The idea for the album arose within the context of "Isabella & Ferdinand Spanish Language Adventures," a program in Washington where the youngest children learn the language via music and culture.
"Ole&Play" takes a tour of the past in Latin America and Spain in 13 songs that help children understand and learn about painters like Fernando Botero and historical personalities like Ferdinand and Isabella.
It was, in fact, a situation surrounding the monarchs that gave rise to the album: "La cancion de Isabel y Fernando" (The song of Isabella and Ferdinand), the school's official song.
"The parents of the youngsters kept asking, 'Don't you have that song that the kids can't stop repeating at home recorded?' It was then that we decided to write more songs and collect them on a record," Pilar O'Leary, one of the founders of Isabella & Ferdinand, told Efe.
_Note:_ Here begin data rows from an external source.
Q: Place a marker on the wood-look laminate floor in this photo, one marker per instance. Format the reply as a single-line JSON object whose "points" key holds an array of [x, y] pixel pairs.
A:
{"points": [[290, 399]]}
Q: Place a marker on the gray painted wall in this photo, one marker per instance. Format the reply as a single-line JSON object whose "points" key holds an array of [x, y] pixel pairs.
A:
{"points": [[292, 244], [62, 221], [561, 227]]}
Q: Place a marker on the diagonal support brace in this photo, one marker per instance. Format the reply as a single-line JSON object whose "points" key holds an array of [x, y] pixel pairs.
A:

The album, which goes on sale on Tuesday through iTunes and Amazon.com, was produced by Andres Castro, the winner of several Latin Grammys.
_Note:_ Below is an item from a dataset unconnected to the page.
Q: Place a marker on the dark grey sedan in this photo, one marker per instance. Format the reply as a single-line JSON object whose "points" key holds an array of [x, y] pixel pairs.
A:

Emmy nominee Gaby Moreno and Carlos Barroso, the winner of several music contests in Spain, sing the songs composed by the school's musical director, Spaniard Francisco Revert.
The album was created with the aim of becoming a Spanish-language teaching tool for children in the United States, a country where Spanish-speakers are the population segment that has grown the most over the past 30 years, according to the most recent Census data.
O'Leary, a Colombian-American, founded the Isabella & Ferdinand school two years ago along with Alexandra Migoya who, like her, was looking for a place where her children could learn Spanish within the framework of the Hispanic culture.
"At home, we speak to them in Spanish, but that's not enough to make them completely bilingual. And we weren't able to find a school where they taught them not only the language but also the situation in the countries where it's spoken," O'Leary said.
The Isabella & Ferdinand center tries to teach so-called "universal" Spanish, and it hires teachers from different countries in Latin America, as well as Spain, who help the children get to know and recognize the various regional accents.
This panoramic view of the Hispanic world is reproduced on the "Ole&Play" album, where indigenous people of the Americas, Fernando Botero and flamenco all play a part.
"Sometimes people complain to us that we've dedicated a song to the conquest of Christopher Columbus, but we want children to understand why Spanish is spoken in the Americas," Migoya said.
The album, which starts off with the first sentences of Miguel de Cervantes's "Don Quixote," tells the histories of Latin America and Spain in a fun way to the sounds of Latino rhythms.
"Music is one of the most efficient mechanisms to help children retain information. They never forget what they learn in the songs," said Revert, the composer of the album's melodies and in charge of directing the musical part that accompanies all the classes that are taught at Isabella & Ferdinand.
Half the students at the center are of Hispanic origin but the rest are Americans without any family ties to the Latino world, although their parents have noted the importance of understanding and speaking that language in the United States.